Basically, I’m telling my students that they are to entertain themselves.
I haven’t been writing about this semester’s new peer-driven classes because of the snow days and travel delays and, honestly, a little bit of fear. But one of the connecting threads between all of my peer-driven classes is to get the students to be more engaged by giving them a voice and a say in what we read, how we learn, and how we communicate that learning. My role is to provide the toys, so to speak, some guidance and supervision, and them let them figure out what to do.
I am not the entertainer, because I am not the center on the process; I am but one agent (almost said actor!) in a larger project or system. The students can be as engaged, as entertained, as interested as they choose to be, but the onus is on them to do the work. The idea is that by allowing them to select the materials and some of the assignments, they will be more engaged, more interested, and the experience will be more meaningful.

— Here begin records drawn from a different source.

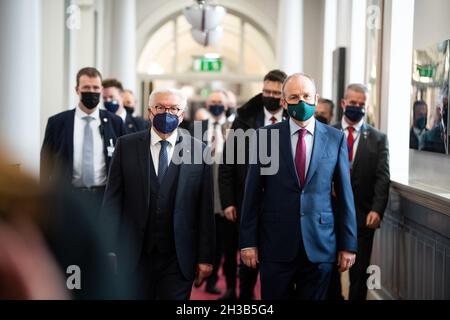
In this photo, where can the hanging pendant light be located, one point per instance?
(205, 20)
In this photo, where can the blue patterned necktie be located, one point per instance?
(163, 160)
(87, 166)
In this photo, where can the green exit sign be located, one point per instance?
(207, 64)
(426, 71)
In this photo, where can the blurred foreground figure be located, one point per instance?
(49, 247)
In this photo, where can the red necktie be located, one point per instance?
(350, 141)
(274, 120)
(300, 156)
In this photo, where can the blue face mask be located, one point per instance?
(111, 106)
(216, 109)
(301, 111)
(354, 113)
(165, 122)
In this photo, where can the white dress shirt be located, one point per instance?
(219, 135)
(155, 147)
(309, 140)
(100, 172)
(268, 116)
(356, 133)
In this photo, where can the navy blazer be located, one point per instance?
(276, 211)
(57, 148)
(127, 202)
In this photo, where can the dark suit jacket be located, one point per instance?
(57, 148)
(370, 173)
(127, 200)
(232, 175)
(276, 211)
(135, 124)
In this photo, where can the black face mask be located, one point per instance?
(90, 99)
(229, 112)
(421, 122)
(354, 113)
(321, 119)
(271, 104)
(129, 110)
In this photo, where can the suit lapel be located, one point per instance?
(286, 149)
(362, 146)
(319, 146)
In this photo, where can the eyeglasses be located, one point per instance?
(295, 99)
(268, 93)
(171, 109)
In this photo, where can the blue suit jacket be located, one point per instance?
(127, 202)
(275, 207)
(57, 148)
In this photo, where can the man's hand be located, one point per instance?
(345, 260)
(373, 220)
(230, 213)
(250, 257)
(204, 270)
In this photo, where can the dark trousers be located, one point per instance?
(160, 277)
(247, 281)
(226, 247)
(358, 272)
(299, 279)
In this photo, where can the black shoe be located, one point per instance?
(212, 290)
(230, 294)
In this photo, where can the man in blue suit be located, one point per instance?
(79, 143)
(288, 224)
(159, 197)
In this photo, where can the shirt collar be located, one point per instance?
(278, 115)
(357, 126)
(123, 115)
(294, 127)
(81, 114)
(155, 139)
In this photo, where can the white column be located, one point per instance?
(20, 81)
(329, 44)
(357, 56)
(123, 43)
(396, 83)
(290, 36)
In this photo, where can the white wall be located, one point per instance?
(431, 22)
(52, 60)
(313, 39)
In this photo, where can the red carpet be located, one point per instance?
(201, 294)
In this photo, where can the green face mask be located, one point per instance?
(301, 111)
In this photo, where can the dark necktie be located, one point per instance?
(274, 120)
(300, 156)
(87, 167)
(163, 160)
(350, 142)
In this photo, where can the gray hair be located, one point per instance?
(173, 91)
(298, 75)
(357, 87)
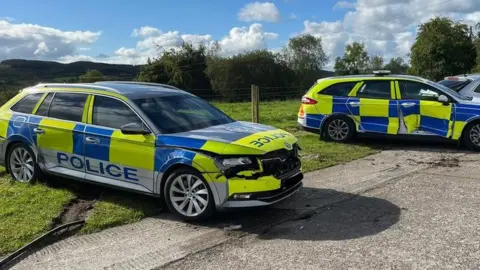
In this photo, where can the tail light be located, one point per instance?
(301, 112)
(308, 101)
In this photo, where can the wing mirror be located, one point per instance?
(134, 129)
(443, 99)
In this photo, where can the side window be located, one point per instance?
(420, 91)
(477, 89)
(68, 106)
(27, 103)
(109, 112)
(339, 89)
(375, 89)
(43, 109)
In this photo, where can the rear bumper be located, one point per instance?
(288, 187)
(307, 129)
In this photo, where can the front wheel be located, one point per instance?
(188, 195)
(471, 137)
(339, 129)
(21, 163)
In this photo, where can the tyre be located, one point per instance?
(188, 195)
(471, 136)
(22, 164)
(339, 129)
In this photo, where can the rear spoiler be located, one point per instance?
(456, 78)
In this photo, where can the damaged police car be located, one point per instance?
(148, 138)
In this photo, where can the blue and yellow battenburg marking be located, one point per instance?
(382, 116)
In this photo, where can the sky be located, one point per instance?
(129, 32)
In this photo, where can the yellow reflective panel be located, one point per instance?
(374, 107)
(435, 109)
(324, 105)
(5, 117)
(58, 135)
(393, 125)
(265, 183)
(412, 122)
(204, 163)
(458, 129)
(136, 151)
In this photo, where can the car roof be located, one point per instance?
(374, 76)
(131, 90)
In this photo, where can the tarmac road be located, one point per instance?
(400, 209)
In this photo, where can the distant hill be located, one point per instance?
(18, 73)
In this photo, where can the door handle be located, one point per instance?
(408, 104)
(39, 131)
(354, 103)
(92, 140)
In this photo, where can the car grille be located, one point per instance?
(282, 164)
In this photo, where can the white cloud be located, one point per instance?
(259, 12)
(153, 42)
(387, 27)
(33, 41)
(344, 4)
(241, 39)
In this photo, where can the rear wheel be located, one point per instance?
(339, 129)
(21, 163)
(471, 137)
(188, 195)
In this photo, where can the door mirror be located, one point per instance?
(134, 129)
(443, 99)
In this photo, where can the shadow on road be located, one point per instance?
(426, 144)
(338, 216)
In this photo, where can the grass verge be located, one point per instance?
(27, 211)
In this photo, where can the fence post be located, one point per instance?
(255, 104)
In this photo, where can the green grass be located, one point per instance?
(120, 208)
(27, 211)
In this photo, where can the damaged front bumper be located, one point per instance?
(279, 175)
(262, 198)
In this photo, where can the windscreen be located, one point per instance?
(454, 85)
(180, 113)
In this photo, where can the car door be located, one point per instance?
(421, 112)
(59, 132)
(375, 107)
(115, 158)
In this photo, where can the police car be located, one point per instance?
(148, 138)
(340, 107)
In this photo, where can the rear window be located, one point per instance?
(339, 89)
(454, 85)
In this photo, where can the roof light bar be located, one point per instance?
(382, 72)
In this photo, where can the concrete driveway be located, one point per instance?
(396, 209)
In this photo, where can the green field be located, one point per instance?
(26, 211)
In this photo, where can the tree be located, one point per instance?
(305, 56)
(397, 66)
(232, 77)
(90, 76)
(354, 61)
(376, 63)
(442, 47)
(183, 67)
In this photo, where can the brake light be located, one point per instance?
(301, 112)
(308, 101)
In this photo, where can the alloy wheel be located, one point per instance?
(189, 195)
(22, 165)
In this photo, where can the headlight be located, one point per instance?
(227, 163)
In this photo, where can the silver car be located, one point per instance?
(467, 85)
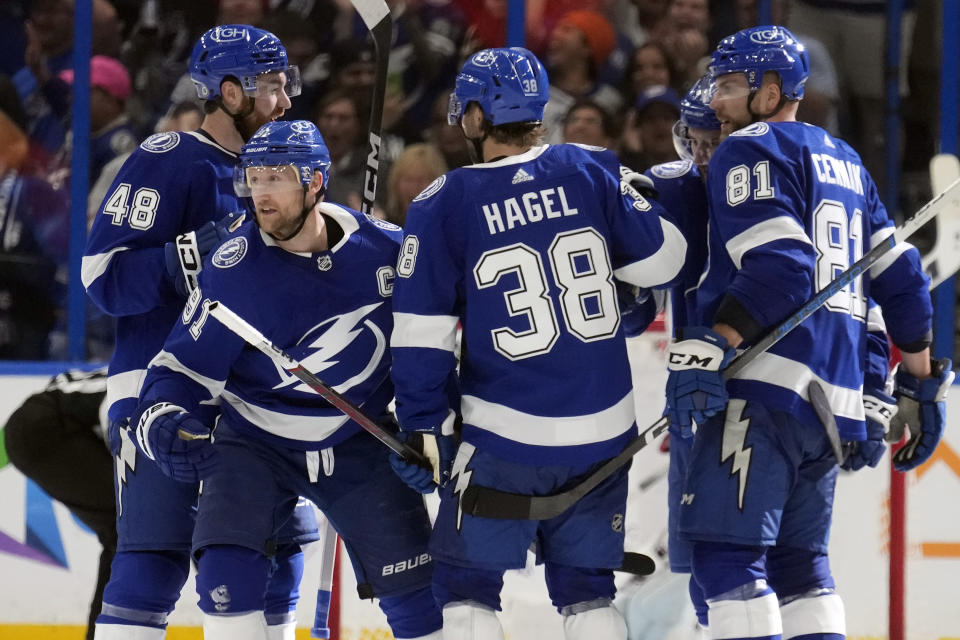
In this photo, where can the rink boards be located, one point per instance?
(48, 561)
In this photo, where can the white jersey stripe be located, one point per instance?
(295, 427)
(549, 431)
(429, 332)
(779, 228)
(121, 386)
(660, 267)
(890, 256)
(168, 360)
(92, 267)
(771, 368)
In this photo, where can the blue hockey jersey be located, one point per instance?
(791, 207)
(172, 184)
(523, 253)
(683, 194)
(330, 310)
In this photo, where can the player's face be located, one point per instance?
(269, 103)
(730, 102)
(277, 198)
(702, 143)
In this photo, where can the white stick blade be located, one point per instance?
(943, 260)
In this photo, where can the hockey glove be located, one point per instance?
(695, 386)
(180, 444)
(879, 408)
(921, 407)
(438, 446)
(184, 256)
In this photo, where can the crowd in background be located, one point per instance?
(618, 69)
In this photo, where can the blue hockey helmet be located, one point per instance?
(760, 49)
(242, 52)
(281, 144)
(695, 113)
(509, 84)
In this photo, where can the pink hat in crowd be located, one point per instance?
(107, 73)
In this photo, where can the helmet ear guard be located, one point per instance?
(757, 50)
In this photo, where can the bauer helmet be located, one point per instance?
(281, 144)
(241, 52)
(509, 84)
(757, 50)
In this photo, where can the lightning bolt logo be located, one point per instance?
(732, 446)
(460, 476)
(332, 341)
(126, 459)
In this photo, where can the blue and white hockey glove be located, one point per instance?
(695, 386)
(879, 408)
(184, 256)
(921, 407)
(438, 446)
(180, 444)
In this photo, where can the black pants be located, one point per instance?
(53, 439)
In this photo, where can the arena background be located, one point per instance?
(896, 540)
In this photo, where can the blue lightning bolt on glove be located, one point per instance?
(439, 446)
(177, 442)
(695, 386)
(183, 257)
(921, 407)
(879, 408)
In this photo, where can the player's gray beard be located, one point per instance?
(301, 220)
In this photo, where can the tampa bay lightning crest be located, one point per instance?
(230, 253)
(343, 350)
(161, 142)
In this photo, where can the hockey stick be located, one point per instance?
(242, 328)
(376, 15)
(490, 503)
(943, 260)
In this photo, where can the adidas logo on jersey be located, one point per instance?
(521, 176)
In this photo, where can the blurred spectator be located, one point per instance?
(638, 19)
(34, 232)
(588, 123)
(649, 65)
(110, 132)
(183, 116)
(854, 33)
(821, 93)
(657, 109)
(448, 139)
(423, 58)
(578, 46)
(241, 12)
(412, 172)
(339, 120)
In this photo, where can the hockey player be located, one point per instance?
(681, 187)
(522, 249)
(323, 277)
(137, 268)
(790, 207)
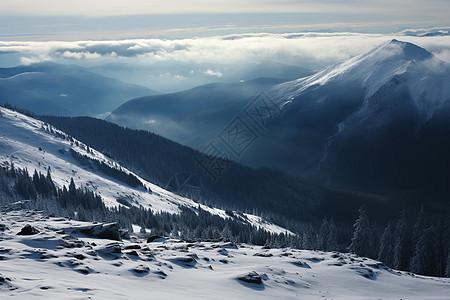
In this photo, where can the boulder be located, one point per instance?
(104, 231)
(251, 277)
(153, 238)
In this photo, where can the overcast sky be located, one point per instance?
(400, 8)
(112, 19)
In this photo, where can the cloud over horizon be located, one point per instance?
(316, 48)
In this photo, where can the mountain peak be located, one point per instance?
(406, 50)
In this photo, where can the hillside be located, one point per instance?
(61, 262)
(28, 143)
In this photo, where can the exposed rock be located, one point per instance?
(251, 277)
(184, 261)
(28, 230)
(263, 254)
(301, 264)
(141, 269)
(153, 237)
(133, 253)
(129, 247)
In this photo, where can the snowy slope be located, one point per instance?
(22, 137)
(425, 76)
(58, 263)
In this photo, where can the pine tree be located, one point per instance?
(385, 252)
(360, 243)
(400, 239)
(418, 260)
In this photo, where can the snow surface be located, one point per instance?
(58, 263)
(21, 137)
(425, 76)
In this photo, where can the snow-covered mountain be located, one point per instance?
(32, 144)
(64, 90)
(392, 64)
(52, 258)
(378, 121)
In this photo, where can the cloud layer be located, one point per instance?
(176, 64)
(314, 48)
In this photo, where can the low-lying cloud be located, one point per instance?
(317, 48)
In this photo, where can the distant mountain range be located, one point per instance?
(65, 90)
(378, 122)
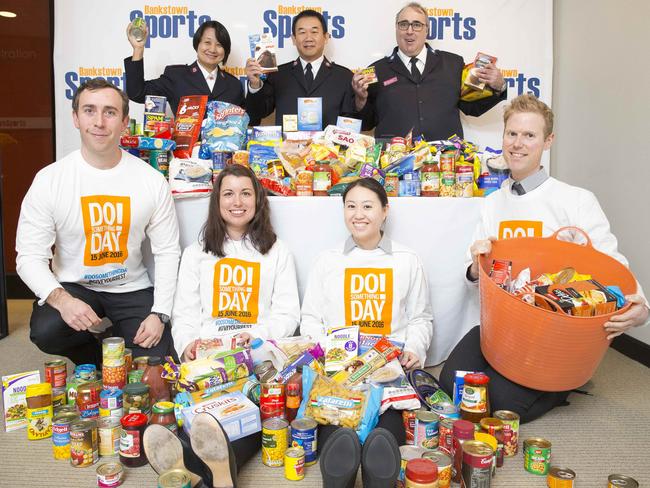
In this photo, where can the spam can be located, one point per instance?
(294, 463)
(304, 434)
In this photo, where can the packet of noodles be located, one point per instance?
(187, 127)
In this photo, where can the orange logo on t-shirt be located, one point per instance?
(107, 220)
(368, 297)
(520, 228)
(236, 290)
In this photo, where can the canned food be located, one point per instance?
(175, 478)
(83, 443)
(426, 429)
(61, 434)
(476, 469)
(294, 463)
(113, 351)
(560, 477)
(56, 372)
(443, 461)
(109, 432)
(537, 456)
(109, 475)
(274, 441)
(304, 434)
(620, 480)
(510, 424)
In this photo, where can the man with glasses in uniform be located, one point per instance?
(419, 87)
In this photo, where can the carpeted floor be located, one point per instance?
(595, 436)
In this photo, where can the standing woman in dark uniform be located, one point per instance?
(203, 77)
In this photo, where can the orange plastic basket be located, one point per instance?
(538, 348)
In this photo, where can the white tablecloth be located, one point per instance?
(438, 229)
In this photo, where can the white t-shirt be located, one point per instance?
(243, 291)
(97, 220)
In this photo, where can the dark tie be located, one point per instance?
(309, 75)
(517, 188)
(415, 72)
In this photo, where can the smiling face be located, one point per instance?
(100, 121)
(364, 216)
(409, 41)
(310, 39)
(236, 204)
(210, 52)
(524, 143)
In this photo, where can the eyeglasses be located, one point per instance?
(405, 24)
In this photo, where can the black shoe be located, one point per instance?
(340, 459)
(164, 451)
(380, 460)
(210, 443)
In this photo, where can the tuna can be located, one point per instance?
(274, 441)
(109, 475)
(620, 481)
(109, 431)
(510, 424)
(443, 461)
(304, 434)
(83, 443)
(407, 452)
(426, 429)
(175, 478)
(476, 469)
(294, 463)
(61, 434)
(537, 456)
(560, 477)
(56, 372)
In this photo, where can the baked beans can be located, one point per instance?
(304, 434)
(61, 434)
(407, 453)
(294, 463)
(476, 470)
(426, 429)
(443, 461)
(537, 456)
(175, 478)
(83, 443)
(109, 431)
(446, 434)
(56, 372)
(109, 475)
(272, 400)
(621, 481)
(510, 429)
(560, 477)
(275, 440)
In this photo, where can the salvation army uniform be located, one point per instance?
(382, 290)
(181, 80)
(281, 90)
(97, 220)
(397, 103)
(245, 291)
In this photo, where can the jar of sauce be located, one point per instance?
(162, 413)
(475, 403)
(132, 452)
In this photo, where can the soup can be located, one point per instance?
(304, 434)
(274, 441)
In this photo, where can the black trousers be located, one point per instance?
(504, 394)
(125, 310)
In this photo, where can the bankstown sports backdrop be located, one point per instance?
(90, 41)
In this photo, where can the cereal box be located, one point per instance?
(13, 395)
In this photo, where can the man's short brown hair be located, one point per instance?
(529, 103)
(98, 84)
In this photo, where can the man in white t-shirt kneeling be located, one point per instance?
(96, 206)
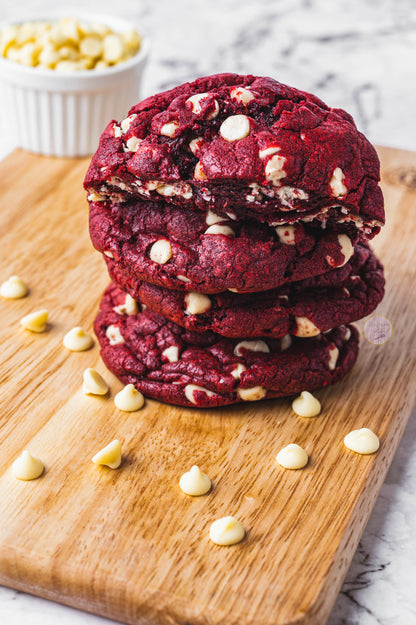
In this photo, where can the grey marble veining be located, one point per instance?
(356, 54)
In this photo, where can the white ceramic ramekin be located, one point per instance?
(63, 114)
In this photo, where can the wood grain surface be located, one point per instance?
(128, 544)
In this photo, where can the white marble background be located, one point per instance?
(356, 54)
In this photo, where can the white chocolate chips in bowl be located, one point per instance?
(71, 69)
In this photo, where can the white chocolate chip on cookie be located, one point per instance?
(196, 303)
(27, 467)
(110, 455)
(94, 383)
(306, 405)
(292, 456)
(77, 340)
(36, 321)
(129, 399)
(14, 288)
(235, 127)
(362, 441)
(161, 251)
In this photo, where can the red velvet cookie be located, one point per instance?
(244, 145)
(303, 308)
(179, 366)
(170, 246)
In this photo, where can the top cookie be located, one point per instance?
(241, 144)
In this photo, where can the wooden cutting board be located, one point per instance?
(128, 544)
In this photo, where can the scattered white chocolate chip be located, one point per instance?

I am responsible for setting up the parameters for the students to be successful (as well as ensuring the “hard” skills, aka student learning outcomes are met), and I am active member of the community in the classroom with a certain level of expertise and experience that I can lend to the process. But I see this as an opportunity for the students to develop some of those “soft” skills employers seem to covet these days: collaboration, critical decision making, and creativity. I am one of the collaborators.
It is certainly not perfect, insofar as I recognize the issue of students not really having a “choice” when they get me as a teacher, and thus don’t really get to choose to do peer-driven learning. We all struggle as well with sliding back into traditional roles, me as the sage on the stage and them as more typical students. The power dynamic will always be looming in the background. I am, ultimately, responsible for their grades, as well as responsible for setting up the parameters of their courses. My power, though, too, is limited, with institutional impositions on my choices, assessment measures, and grading. But I always talk about these issues with the students, hopefully to if not decentralize, then at least demystify my role.
I’m going to try over the next few weeks to blog a bit more about my two new peer-driven classes this semester, but ultimately, I don’t want the responsibility to entertain them.
I’m there to help them learn how to entertain themselves.